Tenía la mirada más cansina, pero el mismo aroma a cardales que desplegaba su piel cuando otrora caminaba a su lado.

Y el mundo implosionó. Comenzaron a sonar las campanas de la vida y en su burbujeante murmullo tañeron por el hombre que había sido.

No hizo caso a toda esa vorágine que se fue transformando lentamente hasta llegar a ser el cemento que te deja fija al asiento sin permitirte expresar el sentimiento que corre dentro de uno como rayo, pero al que indefectiblemente debes sujetarlo justo cuando está por salir a que lo vean.

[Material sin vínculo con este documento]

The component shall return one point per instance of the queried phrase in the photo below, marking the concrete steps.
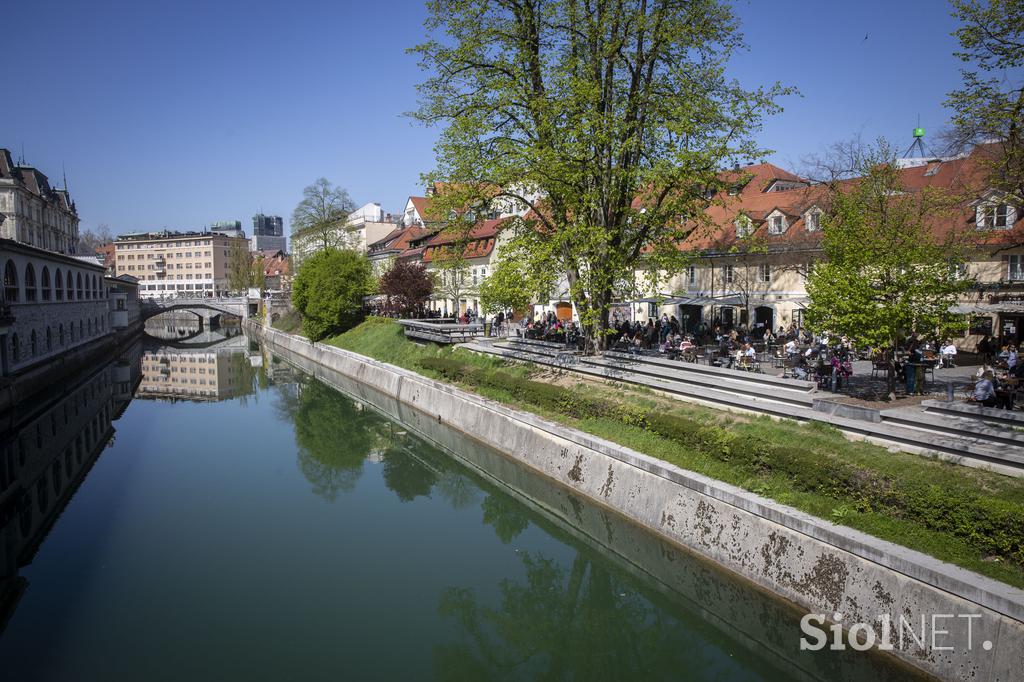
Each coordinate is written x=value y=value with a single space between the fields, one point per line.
x=966 y=410
x=965 y=450
x=945 y=425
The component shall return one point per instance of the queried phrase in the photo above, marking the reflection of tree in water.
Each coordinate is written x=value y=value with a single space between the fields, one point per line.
x=333 y=434
x=505 y=514
x=408 y=476
x=579 y=624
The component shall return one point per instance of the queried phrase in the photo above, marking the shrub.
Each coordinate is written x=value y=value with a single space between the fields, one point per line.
x=329 y=290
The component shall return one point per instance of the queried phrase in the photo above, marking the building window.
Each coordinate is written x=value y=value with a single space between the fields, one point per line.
x=10 y=290
x=743 y=226
x=813 y=220
x=995 y=216
x=30 y=283
x=1016 y=270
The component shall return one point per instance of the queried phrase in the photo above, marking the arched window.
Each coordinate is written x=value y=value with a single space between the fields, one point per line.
x=10 y=290
x=30 y=283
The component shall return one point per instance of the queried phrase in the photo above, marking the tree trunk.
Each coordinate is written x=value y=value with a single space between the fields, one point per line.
x=891 y=382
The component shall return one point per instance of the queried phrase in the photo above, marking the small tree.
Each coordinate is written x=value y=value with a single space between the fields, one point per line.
x=886 y=272
x=407 y=286
x=244 y=269
x=989 y=104
x=329 y=289
x=318 y=220
x=514 y=285
x=89 y=241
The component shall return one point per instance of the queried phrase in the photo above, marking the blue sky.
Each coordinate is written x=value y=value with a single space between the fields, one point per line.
x=181 y=114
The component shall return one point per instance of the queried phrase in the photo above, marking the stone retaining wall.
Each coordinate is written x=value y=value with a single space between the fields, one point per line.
x=821 y=567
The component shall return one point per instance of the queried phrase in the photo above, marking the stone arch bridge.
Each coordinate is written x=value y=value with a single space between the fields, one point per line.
x=207 y=309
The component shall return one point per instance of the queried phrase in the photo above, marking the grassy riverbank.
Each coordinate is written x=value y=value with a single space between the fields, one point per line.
x=962 y=515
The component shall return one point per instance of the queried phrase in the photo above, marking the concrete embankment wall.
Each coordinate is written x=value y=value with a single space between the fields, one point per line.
x=26 y=385
x=821 y=567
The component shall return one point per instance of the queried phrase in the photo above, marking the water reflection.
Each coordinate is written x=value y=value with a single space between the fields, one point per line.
x=45 y=453
x=187 y=374
x=609 y=602
x=419 y=553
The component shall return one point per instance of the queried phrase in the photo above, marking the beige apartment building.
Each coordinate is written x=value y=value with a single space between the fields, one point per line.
x=169 y=264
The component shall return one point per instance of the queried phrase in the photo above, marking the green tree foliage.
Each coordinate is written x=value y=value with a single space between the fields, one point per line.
x=989 y=103
x=244 y=269
x=329 y=289
x=452 y=274
x=318 y=220
x=515 y=283
x=407 y=287
x=609 y=119
x=887 y=273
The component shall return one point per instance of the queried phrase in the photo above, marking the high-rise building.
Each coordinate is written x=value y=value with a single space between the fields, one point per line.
x=227 y=228
x=268 y=225
x=268 y=233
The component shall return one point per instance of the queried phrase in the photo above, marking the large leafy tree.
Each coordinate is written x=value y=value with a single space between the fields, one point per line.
x=607 y=119
x=989 y=104
x=890 y=267
x=318 y=220
x=407 y=287
x=329 y=290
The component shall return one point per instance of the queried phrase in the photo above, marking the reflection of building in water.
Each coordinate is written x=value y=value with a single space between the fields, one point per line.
x=45 y=455
x=194 y=375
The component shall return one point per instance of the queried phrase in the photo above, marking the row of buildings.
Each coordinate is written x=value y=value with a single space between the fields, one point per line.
x=728 y=285
x=53 y=300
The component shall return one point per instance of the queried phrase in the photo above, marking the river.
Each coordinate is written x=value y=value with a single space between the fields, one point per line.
x=216 y=513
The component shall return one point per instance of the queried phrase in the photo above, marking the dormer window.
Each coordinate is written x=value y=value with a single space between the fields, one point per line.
x=995 y=216
x=743 y=226
x=813 y=220
x=776 y=223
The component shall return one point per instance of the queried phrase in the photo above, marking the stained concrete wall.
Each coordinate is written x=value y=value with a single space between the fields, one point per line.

Porque es indecoroso que se sepa, nadie debe intuir siquiera que uno tuvo un pasado ya pisado, pero que volvió cuando dobló aquella esquina y lo encontró.

Las miradas lentamente se reconocieron , se recordaron , se sonrojaron , y supieron sin decirlo, sin contarlo, sólo entre rejas, que aquello que aunque aún sigue preso, tiene alas de libres albedríos, de cielos recorridos, de magia de encuentros y desdichas. Tiene fuerza, valor, hipocresía, pero que ahí está, impoluto e intacto, aunque haya ignorado que estuviera sentado a la vuelta de la esquina.